Shown here is the structure of triethanolamine in its fully protonated form: Its \(\mathrm{p} K_{\mathrm{a}}\) is \(7.8 .\) You have available at your lab bench \(0.1 \mathrm{M}\) solutions of \(\mathrm{HCl}, \mathrm{NaOH}\), and the uncharged (free base) form of triethanolamine, as well as ample distilled water. Describe the preparation of a 1 L solution of 0.05 M triethanolamine buffer, pH 7.6.

Understanding the pKa (acid dissociation constant) of a compound is crucial when preparing buffer solutions. The pKa is a numerical value that represents the strength of an acid in a given substance; it relates to how easily an acid donates its proton(s) to a base. Specifically, a lower pKa value indicates a stronger acid that disassociates more readily in solution.

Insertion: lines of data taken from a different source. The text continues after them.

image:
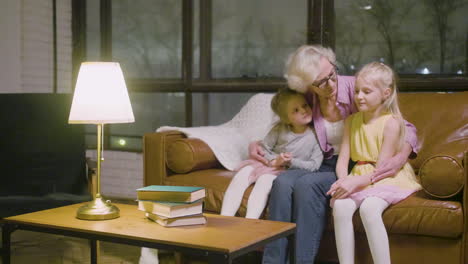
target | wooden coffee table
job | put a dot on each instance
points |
(222, 239)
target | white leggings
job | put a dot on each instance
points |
(371, 214)
(257, 199)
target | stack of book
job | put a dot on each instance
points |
(172, 205)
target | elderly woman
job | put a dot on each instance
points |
(299, 196)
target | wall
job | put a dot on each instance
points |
(26, 66)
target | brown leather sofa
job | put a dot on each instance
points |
(428, 227)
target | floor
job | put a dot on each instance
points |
(33, 247)
(40, 248)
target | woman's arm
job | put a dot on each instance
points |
(312, 162)
(345, 186)
(256, 152)
(343, 159)
(390, 141)
(391, 165)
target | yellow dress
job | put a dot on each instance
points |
(365, 145)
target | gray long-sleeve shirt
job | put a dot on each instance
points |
(305, 150)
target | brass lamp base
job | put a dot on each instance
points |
(98, 210)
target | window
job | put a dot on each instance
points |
(414, 37)
(196, 62)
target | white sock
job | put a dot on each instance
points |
(148, 256)
(343, 211)
(233, 196)
(259, 196)
(371, 214)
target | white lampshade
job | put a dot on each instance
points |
(101, 95)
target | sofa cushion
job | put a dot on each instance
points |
(190, 154)
(418, 215)
(441, 176)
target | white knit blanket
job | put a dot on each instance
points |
(230, 141)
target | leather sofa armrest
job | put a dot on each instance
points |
(155, 168)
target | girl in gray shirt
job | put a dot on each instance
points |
(290, 144)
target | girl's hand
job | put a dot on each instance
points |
(286, 156)
(348, 186)
(256, 152)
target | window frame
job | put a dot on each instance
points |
(320, 29)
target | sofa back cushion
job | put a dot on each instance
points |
(441, 120)
(442, 123)
(40, 152)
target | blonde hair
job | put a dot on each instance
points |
(303, 65)
(382, 76)
(279, 103)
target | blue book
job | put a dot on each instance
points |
(165, 193)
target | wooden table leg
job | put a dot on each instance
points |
(6, 243)
(219, 259)
(292, 248)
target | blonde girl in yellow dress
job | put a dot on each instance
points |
(372, 135)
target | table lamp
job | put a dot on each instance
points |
(100, 98)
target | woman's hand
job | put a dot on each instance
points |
(389, 167)
(256, 152)
(343, 187)
(282, 160)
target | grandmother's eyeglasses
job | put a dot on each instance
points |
(331, 76)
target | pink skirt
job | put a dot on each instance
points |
(259, 169)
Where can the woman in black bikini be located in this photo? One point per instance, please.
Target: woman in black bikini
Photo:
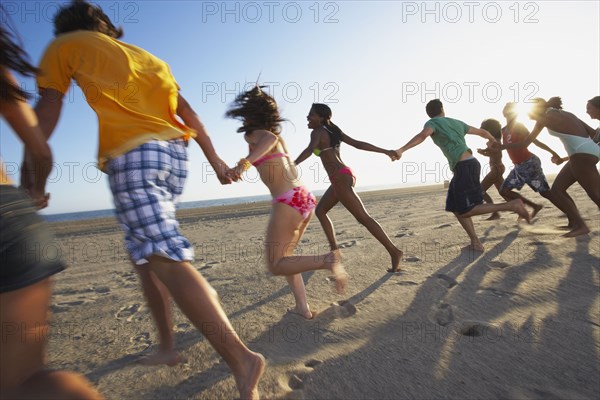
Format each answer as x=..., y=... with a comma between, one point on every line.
x=325, y=141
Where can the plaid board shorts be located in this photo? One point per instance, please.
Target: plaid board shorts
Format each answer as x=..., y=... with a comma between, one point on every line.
x=146, y=184
x=528, y=172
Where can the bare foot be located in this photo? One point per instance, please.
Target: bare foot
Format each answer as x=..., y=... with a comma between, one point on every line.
x=337, y=270
x=518, y=207
x=493, y=217
x=536, y=209
x=582, y=230
x=478, y=247
x=167, y=357
x=247, y=379
x=396, y=258
x=303, y=313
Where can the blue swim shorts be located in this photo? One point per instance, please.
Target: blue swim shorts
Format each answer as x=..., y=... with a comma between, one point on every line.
x=146, y=184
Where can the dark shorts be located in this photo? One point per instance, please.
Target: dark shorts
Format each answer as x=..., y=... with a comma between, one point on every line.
x=28, y=250
x=465, y=191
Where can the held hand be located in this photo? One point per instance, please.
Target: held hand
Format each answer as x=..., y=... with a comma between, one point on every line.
x=494, y=145
x=392, y=155
x=223, y=174
x=234, y=174
x=40, y=200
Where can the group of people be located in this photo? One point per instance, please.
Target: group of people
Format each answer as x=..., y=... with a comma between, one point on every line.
x=142, y=149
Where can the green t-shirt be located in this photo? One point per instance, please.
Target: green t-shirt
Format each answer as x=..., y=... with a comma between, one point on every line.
x=449, y=135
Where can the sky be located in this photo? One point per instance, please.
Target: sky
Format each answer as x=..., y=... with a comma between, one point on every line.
x=376, y=63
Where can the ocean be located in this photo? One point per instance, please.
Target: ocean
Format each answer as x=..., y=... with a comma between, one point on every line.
x=94, y=214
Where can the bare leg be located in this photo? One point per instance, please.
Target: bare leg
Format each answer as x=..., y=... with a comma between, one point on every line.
x=564, y=202
x=23, y=317
x=200, y=303
x=467, y=224
x=352, y=202
x=297, y=284
x=583, y=169
x=513, y=205
x=512, y=195
x=158, y=300
x=326, y=203
x=283, y=234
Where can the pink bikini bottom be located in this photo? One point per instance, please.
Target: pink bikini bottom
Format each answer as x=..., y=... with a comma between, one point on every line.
x=300, y=199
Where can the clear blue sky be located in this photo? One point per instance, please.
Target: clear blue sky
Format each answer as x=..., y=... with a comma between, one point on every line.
x=376, y=63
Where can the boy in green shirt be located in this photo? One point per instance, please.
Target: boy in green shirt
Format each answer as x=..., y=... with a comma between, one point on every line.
x=465, y=195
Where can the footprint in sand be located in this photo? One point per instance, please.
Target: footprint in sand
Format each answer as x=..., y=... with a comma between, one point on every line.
x=345, y=245
x=407, y=283
x=498, y=265
x=537, y=243
x=141, y=341
x=446, y=281
x=183, y=327
x=340, y=309
x=478, y=329
x=205, y=267
x=128, y=312
x=495, y=292
x=405, y=234
x=313, y=362
x=443, y=226
x=443, y=314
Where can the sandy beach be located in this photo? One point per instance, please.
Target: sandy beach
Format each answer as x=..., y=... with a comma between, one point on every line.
x=521, y=321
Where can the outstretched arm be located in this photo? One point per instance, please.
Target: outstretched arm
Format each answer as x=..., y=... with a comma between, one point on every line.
x=314, y=142
x=35, y=171
x=191, y=119
x=481, y=132
x=416, y=140
x=261, y=142
x=545, y=147
x=368, y=147
x=528, y=140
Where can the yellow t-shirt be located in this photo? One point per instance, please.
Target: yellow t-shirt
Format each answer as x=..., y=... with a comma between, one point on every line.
x=132, y=92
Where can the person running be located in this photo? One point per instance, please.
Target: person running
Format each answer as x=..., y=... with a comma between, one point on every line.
x=527, y=168
x=583, y=156
x=293, y=203
x=465, y=196
x=26, y=270
x=592, y=108
x=325, y=141
x=494, y=176
x=143, y=150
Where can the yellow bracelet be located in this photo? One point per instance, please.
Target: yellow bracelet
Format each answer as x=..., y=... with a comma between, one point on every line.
x=245, y=164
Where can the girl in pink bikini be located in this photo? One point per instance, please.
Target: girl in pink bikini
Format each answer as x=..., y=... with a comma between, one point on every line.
x=293, y=204
x=325, y=143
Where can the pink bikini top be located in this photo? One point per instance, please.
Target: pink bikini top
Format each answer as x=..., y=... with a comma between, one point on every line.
x=268, y=157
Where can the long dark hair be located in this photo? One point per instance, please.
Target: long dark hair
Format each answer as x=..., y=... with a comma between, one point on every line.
x=257, y=109
x=324, y=111
x=81, y=15
x=12, y=57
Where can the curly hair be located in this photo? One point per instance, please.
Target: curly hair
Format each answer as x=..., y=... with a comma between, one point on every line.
x=257, y=109
x=81, y=15
x=12, y=57
x=494, y=127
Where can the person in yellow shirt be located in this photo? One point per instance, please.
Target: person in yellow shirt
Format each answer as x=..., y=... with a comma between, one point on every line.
x=25, y=269
x=142, y=149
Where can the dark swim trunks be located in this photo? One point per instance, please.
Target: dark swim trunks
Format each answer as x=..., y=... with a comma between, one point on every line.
x=28, y=250
x=465, y=191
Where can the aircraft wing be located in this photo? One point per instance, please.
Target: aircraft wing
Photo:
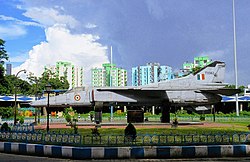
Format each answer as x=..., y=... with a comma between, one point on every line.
x=136, y=91
x=223, y=91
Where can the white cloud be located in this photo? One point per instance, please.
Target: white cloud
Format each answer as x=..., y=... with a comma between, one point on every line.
x=11, y=31
x=19, y=58
x=20, y=22
x=90, y=26
x=61, y=45
x=50, y=16
x=214, y=55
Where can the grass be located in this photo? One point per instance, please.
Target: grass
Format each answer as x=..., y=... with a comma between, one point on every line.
x=230, y=128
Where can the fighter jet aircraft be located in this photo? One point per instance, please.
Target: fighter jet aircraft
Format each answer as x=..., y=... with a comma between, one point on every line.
x=199, y=89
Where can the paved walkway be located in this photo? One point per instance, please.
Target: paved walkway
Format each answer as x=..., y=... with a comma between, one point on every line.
x=123, y=125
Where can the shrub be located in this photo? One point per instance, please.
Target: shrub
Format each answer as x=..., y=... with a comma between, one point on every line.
x=130, y=131
x=21, y=119
x=6, y=112
x=5, y=127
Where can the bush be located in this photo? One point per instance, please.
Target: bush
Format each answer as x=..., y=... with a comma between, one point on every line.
x=5, y=127
x=21, y=120
x=130, y=131
x=6, y=112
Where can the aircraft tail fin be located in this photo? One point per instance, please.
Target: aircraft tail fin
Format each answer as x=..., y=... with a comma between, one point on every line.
x=212, y=73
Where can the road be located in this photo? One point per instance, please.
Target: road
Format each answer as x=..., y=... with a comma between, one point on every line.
x=24, y=158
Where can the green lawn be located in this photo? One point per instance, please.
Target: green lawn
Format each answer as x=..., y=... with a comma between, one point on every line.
x=233, y=127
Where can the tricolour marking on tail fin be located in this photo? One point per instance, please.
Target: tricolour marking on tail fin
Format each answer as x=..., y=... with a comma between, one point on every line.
x=212, y=73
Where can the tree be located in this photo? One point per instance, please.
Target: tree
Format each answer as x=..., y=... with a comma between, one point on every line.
x=3, y=53
x=240, y=87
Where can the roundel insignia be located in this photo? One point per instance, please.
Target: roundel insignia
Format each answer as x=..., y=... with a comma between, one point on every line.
x=77, y=97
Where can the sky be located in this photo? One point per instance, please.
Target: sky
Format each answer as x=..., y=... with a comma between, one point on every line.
x=170, y=32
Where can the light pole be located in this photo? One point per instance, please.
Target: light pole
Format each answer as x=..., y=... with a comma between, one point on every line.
x=235, y=60
x=48, y=90
x=15, y=109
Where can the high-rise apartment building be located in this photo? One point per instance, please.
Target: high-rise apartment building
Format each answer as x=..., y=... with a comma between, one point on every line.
x=151, y=73
x=108, y=75
x=8, y=69
x=73, y=74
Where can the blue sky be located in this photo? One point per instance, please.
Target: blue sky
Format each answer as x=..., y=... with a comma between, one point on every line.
x=170, y=32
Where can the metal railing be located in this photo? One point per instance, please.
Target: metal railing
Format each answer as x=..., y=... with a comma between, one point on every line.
x=68, y=138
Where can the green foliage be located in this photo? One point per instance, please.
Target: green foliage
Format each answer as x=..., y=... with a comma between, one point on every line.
x=130, y=131
x=21, y=119
x=3, y=52
x=6, y=112
x=5, y=127
x=71, y=117
x=245, y=113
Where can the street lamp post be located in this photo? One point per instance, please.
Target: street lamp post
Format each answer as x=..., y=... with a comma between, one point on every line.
x=15, y=109
x=48, y=90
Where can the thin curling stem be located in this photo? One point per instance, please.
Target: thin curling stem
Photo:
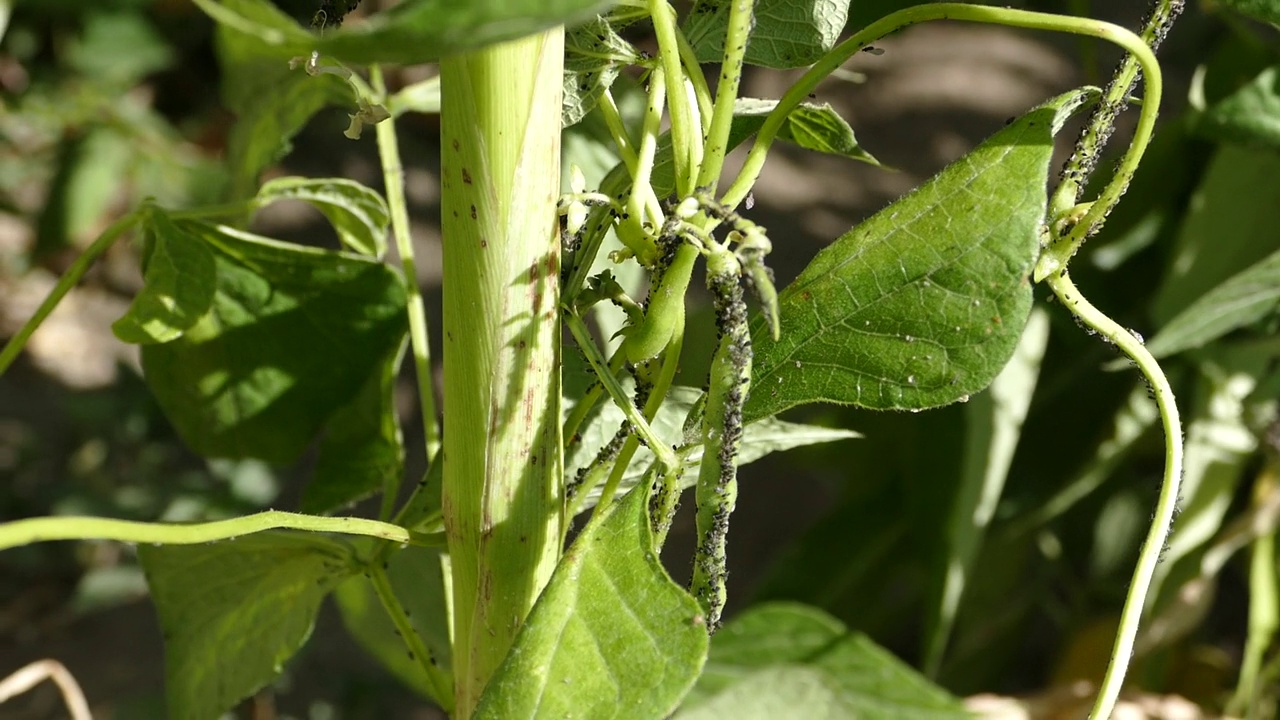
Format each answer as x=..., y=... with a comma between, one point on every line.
x=1165, y=505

When dealing with a weak base such as triethanolamine, the pKa refers to its conjugate acid's tendency to release a proton. The pKa value helps us in predicting how the molecule will behave in solution and at what pH level the buffer will effectively stabilise. In the exercise, triethanolamine’s pKa is given as 7.8, which is near neutral pH and ideal for buffers in biological systems, such as cellular environments where pH is typically around 7.

The Henderson-Hasselbalch equation is pivotal for calculating the pH of buffer solutions. It relates the pH of a solution to the pKa of the acid and the ratio of the concentrations of its dissociated (A−) and undissociated (HA) forms. The equation is typically written as:
\[ pH = pKa + \text{log} \frac{[A^-]}{[HA]} \]
This critical equation allows us to determine the amounts of acid and conjugate base required to create a buffer with a specific pH. In the exercise, by manipulating the concentrations of triethanolamine and its conjugate acid, the Henderson-Hasselbalch equation guides the preparation of a buffer solution of a desired pH, which is slightly lower than the pKa. This implies that the buffer solution at pH 7.6 will contain slightly more acidic species than its conjugate base.

Molarity is a measure of concentration used in chemistry to express the amount of a substance in a given volume of solution. It’s defined as moles of solute per liter of solution (mol/L). It’s fundamental to buffer preparation because accurate molarity allows for precise control over reactant ratios and final pH levels.

Our exercise entails creating a 0.05 M solution of triethanolamine in a 1 L volume. Calculating molarity involves using the formula \(C1V1 = C2V2\) to find out how much of an available higher concentration solution is needed to make a more dilute one. The accuracy of the molarity calculated impacts the effectiveness of the buffer; if too weak or too strong, it cannot effectively resist pH changes.

A buffer solution is designed to maintain a stable pH despite addition of acids or bases. It manages this by containing a weak acid and its conjugate base, allowing it to neutralize small amounts of added strong acid or base. This characteristic makes buffers particularly essential in biological and chemical processes where pH stability is obligatory.

In the present exercise, a buffer is being created using triethanolamine. By beginning with the base form and adding a specific amount of acid (HCl), we can achieve the desired pH close to the triethanolamine's pKa. The process demonstrated in the solution steps ensures that the final solution can counteract pH changes, adhering to the buffer's primary function.